In the real world, the agents have to encounter varied camera configurations, angles, or positions that may deviate from those experienced during training. We offer the access to set the cameras in different angles and distances. In addition, the number of cameras can be adjusted accordingly.

Cross Embodiments

Adapting learned skills and knowledge to different physical bodies or embodiments is essential for an agent to perform well across various platforms. Our benchmark also provides access to modify the embodiment of trained agents in aspect of model types, sizes, and other physical properties.

Scene Structures

Mastering the ability of understanding and adapting to different spatial arrangements and organization patterns within various scenes is crucial for a generalizable agent. Our benchmark enables modifications in scene structure by adjusting maps, patterns, or introducing extra objects.

Experiments

In our benchmark, we assemble 7 leading visual RL algorithms and apply the same unified training and evaluation framework. We investigate the generalization ability of different approaches in RL-ViGen. All agents are trained on the same fixed training environment and evaluate on various unseen scenarios in a zero-shot manner. Here, we have listed a few representative experiments; More details can be founded in our paper.

Here, we have listed a few representative experiments to evaluate each algorithm in RL-ViGen. More experimental results and details can be founded in our paper.
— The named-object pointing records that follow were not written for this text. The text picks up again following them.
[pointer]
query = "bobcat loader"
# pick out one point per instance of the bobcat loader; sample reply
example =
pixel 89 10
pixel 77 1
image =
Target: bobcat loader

Visual Appearances and Lighting Changes

Each generalization algorithm possesses its own unique strengths. Notably, PIE-G demonstrates superior performance with respect to realistic and complex scenarios, while SRM, under significant image frequency variations, exhibits remarkable robustness.

Camera Views

In terms of Camera Views, the exceptional performance of SGQN is largely due to its heavy reliance on saliency maps, which enhances the agent's self-awareness of object geometry and relative positioning.

Scene Structures

For scene structures, the performance of all algorithms fall short of expectations, suggesting that the current visual RL algorithms and generalization approaches are not adequately robust to scene structural changes.